A primeira conclusão a tirar do livro é: coitados dos
candidatos, ou melhor, dos cabeças de lista. Não lhes invejo a sorte. Francisco
Assis, Paulo Rangel e Nuno Melo acabaram a campanha de rastos. O problema não é
só o cansaço - as viagens de dezenas de milhares de quilómetros de carro pelo
país fora. É a monotonia. Os mesmos discursos repetidos vezes sem conta, o
constante desespero em, literalmente, conseguir apanhar pessoas a quem
cumprimentar. Em Portugal, ninguém quer ser visto ao lado de um político. Não
espanta que os locais de visita sejam sempre os mesmos: fábricas, escolas,
quartéis de bombeiros, lares de idosos, e edifícios da Santa Casa da
Misericórdia, tudo lugares onde as pessoas estão encurraladas, sem nenhuma
hipótese de fuga.
E tudo isto é feito com a inestimável colaboração dos “aparelhos”.

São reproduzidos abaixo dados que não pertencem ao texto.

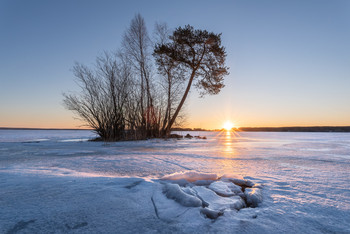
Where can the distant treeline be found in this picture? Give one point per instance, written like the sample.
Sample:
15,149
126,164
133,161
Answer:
297,129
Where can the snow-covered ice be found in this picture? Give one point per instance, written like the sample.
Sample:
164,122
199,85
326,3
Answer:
57,182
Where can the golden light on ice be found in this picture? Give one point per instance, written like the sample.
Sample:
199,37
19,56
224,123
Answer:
228,125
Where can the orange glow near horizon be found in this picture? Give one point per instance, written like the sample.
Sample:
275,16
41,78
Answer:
228,126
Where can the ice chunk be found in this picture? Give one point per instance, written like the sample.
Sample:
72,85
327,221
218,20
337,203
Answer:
211,214
191,176
173,191
216,202
254,196
225,189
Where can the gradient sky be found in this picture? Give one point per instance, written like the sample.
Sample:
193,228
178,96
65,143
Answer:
289,60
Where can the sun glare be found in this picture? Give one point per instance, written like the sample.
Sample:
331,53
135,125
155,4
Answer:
228,125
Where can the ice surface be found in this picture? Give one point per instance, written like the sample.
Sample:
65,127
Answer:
191,176
216,202
254,196
225,189
64,185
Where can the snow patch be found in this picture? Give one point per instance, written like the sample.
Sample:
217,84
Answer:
225,189
174,191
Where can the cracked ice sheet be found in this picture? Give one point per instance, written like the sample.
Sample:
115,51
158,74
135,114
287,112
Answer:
59,186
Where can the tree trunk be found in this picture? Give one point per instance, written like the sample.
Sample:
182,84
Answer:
170,124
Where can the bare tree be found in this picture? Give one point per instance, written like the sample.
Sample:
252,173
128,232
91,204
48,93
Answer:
173,78
136,45
103,97
120,98
199,55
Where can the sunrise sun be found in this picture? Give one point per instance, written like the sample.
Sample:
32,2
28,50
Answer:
228,125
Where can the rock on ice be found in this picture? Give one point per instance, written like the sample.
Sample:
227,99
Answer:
254,196
174,191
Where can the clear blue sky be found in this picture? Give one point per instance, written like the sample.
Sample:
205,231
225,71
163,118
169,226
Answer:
289,60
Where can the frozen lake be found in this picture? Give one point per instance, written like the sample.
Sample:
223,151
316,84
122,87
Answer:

São eles que propõem às direcções de campanha os locais a visitar em cada distrito
– no CDS é diferente, decide-se tudo em Lisboa. E não é possível escapar aos
notáveis da terra, sempre doidos por aparecerem ao lado dos candidatos,
sobretudo se a coisa passar na televisão, para assim mostrarem ao mundo a sua
grande influência e importância.
Chega a ser confrangedor. Assis tinha dito expressamente que
já não queria continuar a “explorar” e a expor os velhinhos. De nada lhe
serviu. No dia 21 de maio, numa pequena aldeia de mil habitantes do concelho da
Póvoa do Lanhoso, as notabilidades do sítio enganaram o pobre do Assis,
arrastando-o para um centro de dia, onde supostamente não haveria pessoas àquela
hora. Quando deu conta, e para seu notório embaraço, Assis estava numa sala
cheia de velhinhos com bengalas, chapéus e lenços. Os pobres dos velhinhos
estavam sentados em cadeiras junto à parede, pacientemente à espera, nem eles
sabiam bem de quê. Do outro lado, uma mesa com um lanche e uma garrafa de
champanhe Moet & Chandon esperava a comitiva. De costas para os idosos, e
ignorando-os por completo (as fotos já tinham sido tiradas), os notáveis
comeram e brindaram com champanhe. Com um Assis cada vez mais incomodado e
mortinho por se pôr a andar, os responsáveis da iniciativa ainda aproveitaram a
oportunidade para apresentar os seus maravilhosos projectos para o futuro e
solicitar os bons ofícios do candidato, a fim de arranjar financiamentos
comunitários.
Os jornalistas também não ficam bem na fotografia. Rangel e
Assis não disfarçam o seu desprezo pela seita. Acham que são “genericamente
fracos” e “pouco preparados”. Exemplos? Martin Schulz e Jean-Claude Juncker
vieram a Portugal nessa altura, porque eram candidatos à presidência da
Comissão Europeia. O socialista Schulz afastava-se claramente da proposta do PS
em relação à mutualização da dívida. Embora isso o prejudicasse, Assis nem
queria acreditar que nem um jornalista o tivesse confrontado com a pergunta
óbvia. A Juncker, nem uma pergunta fizeram. Às tantas, Assis desabafa: “Sabes
qual é a sorte dos jornalistas? É que ninguém lê jornais”.
A luta para apanhar um lugar, nem que seja como assessor de
qualquer coisa em Bruxelas, é também terrível, são sete cães a um osso.
Rangel e Assis claramente não se sentem à vontade com a
política espectáculo, deploram-na mesmo, mas lá vão, meio contrariados,
seguindo as instruções dos assessores.
Seguro não fica bem na fotografia, apesar de ser essa a sua
principal preocupação, sempre obcecado com a imagem e em agradar aos
jornalistas - sendo claramente diferente de Assis. Durante a campanha, começou
a ser apresentado como o “próximo primeiro-ministro de Portugal” e as sondagens
davam-lhe uma vitória folgada. Foi uma ilusão. No
dia 25 de maio, contra todas as expectativas, o PS teve apenas 31,49%, a Aliança
Portugal 27,73%. Seguro, até ao último minuto, sempre mais preocupado com a
imagem do que com a realidade, ainda declarou que “O PS teve uma grande
vitória”. Na plateia, um assessor chorava, enquanto Seguro cantava vitória, com o barco a ir ao fundo. Eis um epitáfio.